Sin poetas suicidas Al igual que Otaño regresó al nogal de su niñez, Atxaga recordó sus inicios en la literatura, en una época “difícil para encontrar la propia voz”. También aludió a sus conversaciones con su colega Koldo Izagirre, en las que ambos lamentaban que la plaza vasca careciera “de ningún escritor viejo y achacoso o algún poeta romántico-suicida”, ironizó. “Ambos elegimos el primer camino, porque el segundo era más peligroso”, bromeó.

De vuelta al tiempo presente, Atxaga admite que la situación ha cambiado de forma notoria. “Escribo con total libertad”, pues lo fundamental es, a su juicio, “tejer, y tejer, y tejer” las palabras, en referencia a la reflexión que compartían Carmen Gaite y Rafael Sánchez Ferlosio. “He escrito Nevadako egunak dejándome llevar por las circunstancias y por el mero placer de escribir”.

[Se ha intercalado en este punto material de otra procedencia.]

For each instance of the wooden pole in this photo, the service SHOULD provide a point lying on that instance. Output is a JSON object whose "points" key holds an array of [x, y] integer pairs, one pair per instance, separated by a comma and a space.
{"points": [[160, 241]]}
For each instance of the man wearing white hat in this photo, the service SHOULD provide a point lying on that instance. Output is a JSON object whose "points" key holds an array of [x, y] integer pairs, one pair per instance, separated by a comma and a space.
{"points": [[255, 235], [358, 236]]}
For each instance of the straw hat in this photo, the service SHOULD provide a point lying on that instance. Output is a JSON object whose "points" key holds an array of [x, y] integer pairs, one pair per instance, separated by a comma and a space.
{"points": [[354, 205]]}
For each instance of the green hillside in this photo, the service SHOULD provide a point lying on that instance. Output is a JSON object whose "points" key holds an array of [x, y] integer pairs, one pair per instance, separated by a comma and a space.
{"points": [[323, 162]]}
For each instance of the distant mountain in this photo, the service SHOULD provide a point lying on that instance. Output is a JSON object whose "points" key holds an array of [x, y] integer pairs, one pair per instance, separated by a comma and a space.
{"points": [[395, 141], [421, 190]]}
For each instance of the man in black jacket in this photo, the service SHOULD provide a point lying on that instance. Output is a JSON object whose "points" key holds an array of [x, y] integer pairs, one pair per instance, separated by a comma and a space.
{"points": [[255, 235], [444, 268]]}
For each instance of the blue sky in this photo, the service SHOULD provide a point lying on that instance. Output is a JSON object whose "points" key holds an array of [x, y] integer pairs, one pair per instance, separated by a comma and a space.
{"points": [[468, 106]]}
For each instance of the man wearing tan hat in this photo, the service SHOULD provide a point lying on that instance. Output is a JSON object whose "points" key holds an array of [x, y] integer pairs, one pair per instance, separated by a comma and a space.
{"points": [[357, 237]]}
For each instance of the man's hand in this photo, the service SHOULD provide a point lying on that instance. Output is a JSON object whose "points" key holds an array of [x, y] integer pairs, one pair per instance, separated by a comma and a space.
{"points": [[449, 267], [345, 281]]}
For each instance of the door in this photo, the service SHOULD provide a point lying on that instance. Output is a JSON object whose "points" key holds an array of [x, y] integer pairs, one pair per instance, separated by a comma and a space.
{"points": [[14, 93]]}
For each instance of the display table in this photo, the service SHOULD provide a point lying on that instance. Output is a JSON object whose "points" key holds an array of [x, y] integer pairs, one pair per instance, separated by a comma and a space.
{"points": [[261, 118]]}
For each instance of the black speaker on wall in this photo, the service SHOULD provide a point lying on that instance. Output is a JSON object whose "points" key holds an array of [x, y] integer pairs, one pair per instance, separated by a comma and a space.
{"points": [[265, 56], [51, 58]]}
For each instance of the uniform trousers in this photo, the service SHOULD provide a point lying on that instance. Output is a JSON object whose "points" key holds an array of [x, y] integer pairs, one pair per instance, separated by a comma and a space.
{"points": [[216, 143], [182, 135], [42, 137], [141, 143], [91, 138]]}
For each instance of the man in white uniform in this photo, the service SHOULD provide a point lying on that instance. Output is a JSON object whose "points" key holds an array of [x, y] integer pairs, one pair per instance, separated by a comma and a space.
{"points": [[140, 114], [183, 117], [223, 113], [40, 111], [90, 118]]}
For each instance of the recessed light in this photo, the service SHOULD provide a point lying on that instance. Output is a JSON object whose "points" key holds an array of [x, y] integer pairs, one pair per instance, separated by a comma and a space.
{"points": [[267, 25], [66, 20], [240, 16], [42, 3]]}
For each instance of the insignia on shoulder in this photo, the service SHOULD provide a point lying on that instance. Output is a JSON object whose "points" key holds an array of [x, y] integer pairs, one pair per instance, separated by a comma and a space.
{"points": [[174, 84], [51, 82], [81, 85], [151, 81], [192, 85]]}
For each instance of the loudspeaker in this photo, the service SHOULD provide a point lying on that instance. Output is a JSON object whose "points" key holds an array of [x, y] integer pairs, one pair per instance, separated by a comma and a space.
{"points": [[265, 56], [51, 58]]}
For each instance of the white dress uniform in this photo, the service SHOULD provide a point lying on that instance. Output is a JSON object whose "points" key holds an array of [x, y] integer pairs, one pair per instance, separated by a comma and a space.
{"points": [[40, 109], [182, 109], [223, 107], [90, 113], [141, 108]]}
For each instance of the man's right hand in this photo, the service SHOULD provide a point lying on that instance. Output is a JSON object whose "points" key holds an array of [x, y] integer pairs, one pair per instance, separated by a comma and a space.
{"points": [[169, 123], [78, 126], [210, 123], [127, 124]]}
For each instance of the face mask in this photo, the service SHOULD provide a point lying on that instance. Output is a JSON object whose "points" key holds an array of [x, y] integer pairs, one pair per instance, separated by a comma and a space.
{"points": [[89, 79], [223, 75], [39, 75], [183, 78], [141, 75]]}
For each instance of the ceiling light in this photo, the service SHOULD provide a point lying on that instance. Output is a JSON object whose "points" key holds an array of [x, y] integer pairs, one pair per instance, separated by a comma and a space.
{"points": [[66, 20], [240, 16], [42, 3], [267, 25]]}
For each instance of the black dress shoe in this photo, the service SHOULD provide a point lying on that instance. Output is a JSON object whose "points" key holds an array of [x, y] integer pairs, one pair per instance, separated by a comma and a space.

Abandonar el mississippi Sostiene el novelista de Asteasu que cuanto mejor conoce un escritor aquello sobre lo que escribe, mayor autoridad e implicación gana. Así, Atxaga concibe la experiencia como una suerte de “aritmética profunda de la realidad”. Para sumergirse en esa realidad y describirla de forma cercana, sin ningún tilt (parcialidad o trampa, en alusión a las máquinas tragaperras), la herramienta más eficaz es la lengua materna. “Conozco algunos casos de autores que en un momento determinado de su carrera decidieron dar la espalda a su lengua y a partir de entonces no han vuelto a crear nada reseñable”. Atxaga recurrió a un ejemplo que le contó un escritor norteamericano: “Desde que Mark Twain abandonó el Mississippi, no volvió a hacer gran cosa”.